In proper web 2.0 fashion, much of the goings-on are user generated, organized by participants outside the official program. And by looking at what’s happening at the “off-piste” meetings and events, it’s easy to see that sustainability is at the core of this 40th Davos.

It is precisely the combination of the official and unofficial agenda at Davos that has the potential to contribute to sustainable prosperity—especially if it can deliver systemic redesign, spark innovation for sustainability, and leverage the power of the network it has assembled.

Indeed, one of the WEF’s core themes this year is system redesign. It’s looking to make progress on its Global Redesign Initiative, an effort to promote governance improvements for inclusive economic growth that is also environmentally sustainable. In addition, the chairs of Davos’ 70 Global Agenda Councils (which includes one I will lead on sustainable consumption) will close the event with recommendations to bring to a summit in Qatar this May. It is then that the outputs of these 70 councils, which range from the future of China to the future of journalism, will be presented formally to a group of governments. The goal is nothing less than “fostering transformational innovation in global governance” to solve the world’s most pressing problems. So we should give the WEF credit for its effort to look at global problems from a systemic perspective.

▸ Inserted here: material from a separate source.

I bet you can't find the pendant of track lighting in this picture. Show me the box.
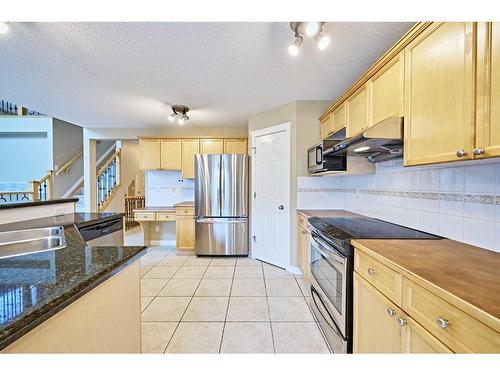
[288,22,329,56]
[168,105,190,125]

Innovation for sustainability is also on the agenda. I’ll be leading a discussion on “Redirecting Marketing,” in which leaders from fields such as marketing and consumer products will debate the fundamental premise of how we communicate about and sell products. Today, innovation is about much more than just new kinds of products, and we’ll consider whether marketing is mired in a “Mad Men” world, or whether there’s an opportunity to inspire consumers to make more sustainable choices.

Finally, Davos will help us move toward sustainable prosperity if the new network of partnerships and connections formed during these six days can live beyond the snowy Alps. This question is the hardest to answer since it depends on the outcome of thousands of side meetings, random connections, and in-process ideas. But one of the great advantages of being at Davos is the opportunity for global leaders to hear ideas they wouldn’t ordinarily be exposed to in the course of their regular workweek. These unstructured encounters are where some of the most interesting and useful ideas can emerge.

Unlike Copenhagen or the G-20 summits, there won’t be a closing communiqué that summarizes the results of Davos. But if the unique network of 2,500 people all go home with innovative ideas that build more momentum for sustainable economic recovery, Davos will be an important step forward.